Near zero. Few are really portraying how expensive this is. $1k a month for every American is just under 4 trillion dollars. For every adult American it would be just under 2.5 trillion. Currently, the entire federal budget is 3.8 trillion dollars. The GDP is 19.5 trillion. We're looking to spend an amount equivalent to the entire federal budget or 10-20% of the whole country's GDP on UBI. Yang's attempt to portraying this as fiscally feasible is based on the assumption that UBI will automagically result in extreme economic growth.

Just $10k for every full time employee in the US is over 1.3 trillion dollars, so your numbers are pretty far off.

Caveat: Not a professional analysis, and not the OP.

There's 248 million people ages 16 and older in the US, of which 63% are in the labor force[1]. So 156 million people are available for work (not all of whom are employed).

Total population is about 330 million.

If each of them were to get a basic monthly stipend (this is everyone, including infants) of $1200, that's $396 billion per month in payments.
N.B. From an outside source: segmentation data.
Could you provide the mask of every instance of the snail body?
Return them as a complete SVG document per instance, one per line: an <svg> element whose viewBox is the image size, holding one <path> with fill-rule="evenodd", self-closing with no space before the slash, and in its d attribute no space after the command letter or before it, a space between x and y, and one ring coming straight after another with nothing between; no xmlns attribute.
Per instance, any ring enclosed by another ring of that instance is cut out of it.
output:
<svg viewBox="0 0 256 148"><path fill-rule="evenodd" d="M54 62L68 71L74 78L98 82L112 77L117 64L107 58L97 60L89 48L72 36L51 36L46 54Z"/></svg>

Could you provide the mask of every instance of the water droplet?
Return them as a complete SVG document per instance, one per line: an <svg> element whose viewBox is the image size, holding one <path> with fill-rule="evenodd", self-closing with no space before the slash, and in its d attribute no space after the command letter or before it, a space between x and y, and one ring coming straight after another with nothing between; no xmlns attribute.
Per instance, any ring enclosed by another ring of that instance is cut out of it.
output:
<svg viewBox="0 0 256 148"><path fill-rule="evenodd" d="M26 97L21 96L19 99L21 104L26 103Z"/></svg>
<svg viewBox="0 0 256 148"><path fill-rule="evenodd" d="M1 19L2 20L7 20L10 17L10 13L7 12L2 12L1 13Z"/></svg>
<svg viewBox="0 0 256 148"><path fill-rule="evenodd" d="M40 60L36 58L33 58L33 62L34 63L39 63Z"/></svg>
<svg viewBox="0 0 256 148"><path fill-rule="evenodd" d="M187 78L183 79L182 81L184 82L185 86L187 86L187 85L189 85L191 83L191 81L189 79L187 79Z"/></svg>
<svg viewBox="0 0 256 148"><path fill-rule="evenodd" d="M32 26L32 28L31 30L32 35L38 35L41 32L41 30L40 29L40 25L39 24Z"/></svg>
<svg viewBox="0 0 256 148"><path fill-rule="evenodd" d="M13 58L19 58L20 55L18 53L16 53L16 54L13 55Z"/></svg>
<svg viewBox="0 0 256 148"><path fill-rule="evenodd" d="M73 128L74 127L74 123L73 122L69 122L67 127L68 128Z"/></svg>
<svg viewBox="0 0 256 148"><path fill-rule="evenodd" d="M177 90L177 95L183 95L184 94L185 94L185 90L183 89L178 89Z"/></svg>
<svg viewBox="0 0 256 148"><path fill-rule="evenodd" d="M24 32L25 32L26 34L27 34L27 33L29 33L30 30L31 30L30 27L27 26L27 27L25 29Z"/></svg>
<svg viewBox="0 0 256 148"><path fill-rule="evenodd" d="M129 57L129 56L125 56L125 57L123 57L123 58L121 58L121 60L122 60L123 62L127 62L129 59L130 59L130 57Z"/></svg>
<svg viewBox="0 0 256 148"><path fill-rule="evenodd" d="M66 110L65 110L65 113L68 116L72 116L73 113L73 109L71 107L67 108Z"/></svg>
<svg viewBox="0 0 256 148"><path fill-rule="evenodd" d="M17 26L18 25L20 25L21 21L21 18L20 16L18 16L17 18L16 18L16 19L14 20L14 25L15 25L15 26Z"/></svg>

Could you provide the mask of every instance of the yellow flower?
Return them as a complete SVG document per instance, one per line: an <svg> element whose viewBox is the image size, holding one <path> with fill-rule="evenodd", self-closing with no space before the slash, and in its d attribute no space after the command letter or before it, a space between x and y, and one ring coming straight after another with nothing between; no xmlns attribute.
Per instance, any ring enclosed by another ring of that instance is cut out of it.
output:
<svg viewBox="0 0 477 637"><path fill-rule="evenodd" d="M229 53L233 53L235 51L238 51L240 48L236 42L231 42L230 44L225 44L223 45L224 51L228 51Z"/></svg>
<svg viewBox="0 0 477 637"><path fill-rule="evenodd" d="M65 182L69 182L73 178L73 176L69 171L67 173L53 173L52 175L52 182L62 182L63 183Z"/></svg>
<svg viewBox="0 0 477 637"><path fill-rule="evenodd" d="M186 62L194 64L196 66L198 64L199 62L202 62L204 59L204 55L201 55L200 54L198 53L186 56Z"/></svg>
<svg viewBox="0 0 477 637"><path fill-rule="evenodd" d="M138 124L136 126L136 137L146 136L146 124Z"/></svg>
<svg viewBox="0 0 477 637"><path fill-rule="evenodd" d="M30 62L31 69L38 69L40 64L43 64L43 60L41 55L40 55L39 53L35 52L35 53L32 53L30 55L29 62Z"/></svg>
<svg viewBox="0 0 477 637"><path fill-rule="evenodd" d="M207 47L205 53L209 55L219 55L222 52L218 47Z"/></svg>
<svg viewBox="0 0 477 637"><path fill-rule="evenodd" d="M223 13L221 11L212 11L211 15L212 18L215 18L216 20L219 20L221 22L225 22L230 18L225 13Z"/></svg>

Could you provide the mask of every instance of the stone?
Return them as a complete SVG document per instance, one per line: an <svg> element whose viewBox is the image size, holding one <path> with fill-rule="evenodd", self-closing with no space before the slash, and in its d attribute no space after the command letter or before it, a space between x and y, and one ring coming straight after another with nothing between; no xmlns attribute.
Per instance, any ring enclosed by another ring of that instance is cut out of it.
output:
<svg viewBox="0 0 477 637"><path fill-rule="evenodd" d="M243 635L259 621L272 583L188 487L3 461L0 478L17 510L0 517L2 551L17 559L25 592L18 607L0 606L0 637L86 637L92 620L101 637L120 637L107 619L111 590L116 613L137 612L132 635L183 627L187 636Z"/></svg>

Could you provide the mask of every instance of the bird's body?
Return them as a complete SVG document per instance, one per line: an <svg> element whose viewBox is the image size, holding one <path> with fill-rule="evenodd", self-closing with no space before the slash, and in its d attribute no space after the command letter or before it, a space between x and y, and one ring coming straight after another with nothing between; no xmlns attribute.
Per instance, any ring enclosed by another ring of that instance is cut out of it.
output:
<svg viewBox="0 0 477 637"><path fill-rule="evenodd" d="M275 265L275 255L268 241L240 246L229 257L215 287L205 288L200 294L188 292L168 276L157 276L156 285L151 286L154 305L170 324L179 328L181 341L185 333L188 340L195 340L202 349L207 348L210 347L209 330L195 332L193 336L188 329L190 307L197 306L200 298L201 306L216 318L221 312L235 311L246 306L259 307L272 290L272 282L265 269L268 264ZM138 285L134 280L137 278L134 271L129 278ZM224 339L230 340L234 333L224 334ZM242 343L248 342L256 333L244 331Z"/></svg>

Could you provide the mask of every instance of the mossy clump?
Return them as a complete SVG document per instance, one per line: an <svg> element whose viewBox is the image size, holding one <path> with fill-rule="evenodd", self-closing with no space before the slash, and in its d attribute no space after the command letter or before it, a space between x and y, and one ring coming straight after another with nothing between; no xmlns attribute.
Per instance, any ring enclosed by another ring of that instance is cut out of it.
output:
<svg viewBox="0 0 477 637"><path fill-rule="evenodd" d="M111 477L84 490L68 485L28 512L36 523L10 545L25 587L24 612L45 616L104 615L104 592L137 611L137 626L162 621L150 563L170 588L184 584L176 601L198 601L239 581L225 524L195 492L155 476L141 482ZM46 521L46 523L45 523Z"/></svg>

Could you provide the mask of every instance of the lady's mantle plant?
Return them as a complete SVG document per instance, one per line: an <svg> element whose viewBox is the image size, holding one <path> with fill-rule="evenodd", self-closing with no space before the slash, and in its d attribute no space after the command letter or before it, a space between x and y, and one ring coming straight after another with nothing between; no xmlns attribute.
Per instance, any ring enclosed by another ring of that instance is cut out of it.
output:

Per working individual, that's a tax burden of $2538 per month. And that's just for this program - there's also the rest of government to pay for. Military, roads, police + fire protection, and so on. This also assumes that the basic stipend replaces all other existing entitlement and welfare programs. Which isn't likely, because politics.

Yes, the working individual will also receive a stipend payment, reducing their net tax burden to $1338. But for an hourly employee, that comes out to about $8.35 per hour worked that goes to tax. Even with the new $10.10 minimum wage proposal, that leaves them just $1.75/hr as incentive to work, vs. just staying home and living off the stipend.

[1] http://factfinder2.census.gov/faces/tableservices/jsf/pages/...


Only about 200m people are over the age of 18 and 20k per person seems high. 200M at 10k per year is around 2 trillion. Seems doable if we are willing to scrap things like social security.